Citigroup’s revenue fell 4.3 percent to $5.41 billion in the fourth quarter, the company said. Managed revenue excluding the costs of the TARP repayment was $17.9 billion. Analysts expected the bank to report revenue of $19.4 billion, according to the average of nine estimates.
Revenue Trend
For the full year, Citigroup’s loss was $1.6 billion, or 80 cents a share.
Citi Holdings, the collection of businesses tagged for disposal, had a $2.44 billion loss in the fourth quarter. Citi Holdings assets declined $70 billion to $547 billion during the quarter.
Citicorp, the division of businesses that Pandit plans to keep, had a $1.73 billion profit in the fourth quarter, compared with a $5.52 billion loss a year earlier.
Citigroup said in a presentation on its Web site that it plans to move $61 billion of assets from Citi Holdings to Citicorp in the first quarter, including $34 billion of North American mortgages.
- Net credit losses were $7.13 billion, down from $7.97 billion last quarter. Citigroup Chief Financial Officer John Gerspach said he expects a “modest increase” in credit losses in the first quarter before they fall in the second quarter.
- Non-performing loans fell 2 percent from the third quarter to $32 billion, the first sequential decline since early 2006.
- Full-year compensation fell by 20 percent to $25 billion.

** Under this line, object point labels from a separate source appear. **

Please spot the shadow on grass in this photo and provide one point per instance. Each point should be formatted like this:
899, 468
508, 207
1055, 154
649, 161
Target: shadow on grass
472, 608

- Revenue from trading and investment-banking climbed 5.9 percent from a year earlier to $5.4 billion. Those figures exclude “credit value adjustments” of $1.9 billion, or losses required under U.S. accounting rules to reflect an increase in the market value of its own liabilities. The CVA for the fourth quarter included an $840 million pretax loss to correct for an error made in the way Citigroup calculated its CVAs in prior periods, the bank said in today’s statement.
Consumer-banking revenue rose 0.2 percent to $5.72 billion, and revenue in the global transaction services unit was $2.48 billion. Local consumer lending, which includes the CitiFinancial personal-loans unit, had a $2.33 billion loss from continuing operations, narrower than the $4.89 billion loss a year earlier.
Citigroup is forecast to earn 9 cents a share this year, or 2 percent of what it made in 2005, based on Bloomberg’s analyst survey. That’s partly because Citigroup has had to issue almost 23 billion new shares to bolster a weakened capital base. Investors who were shareholders prior to the financial crisis were left with about one-fifth their original stakes.
Pandit sold $20 billion of shares to new investors last month to help repay the bailout funds, a move aimed partly to extract the company from executive-pay restrictions that threatened to drive away top-producing traders and investment- bankers. The government, which initially said it would sell as much as $5 billion of its shares in the offering, later scrapped the plan because the price was too low.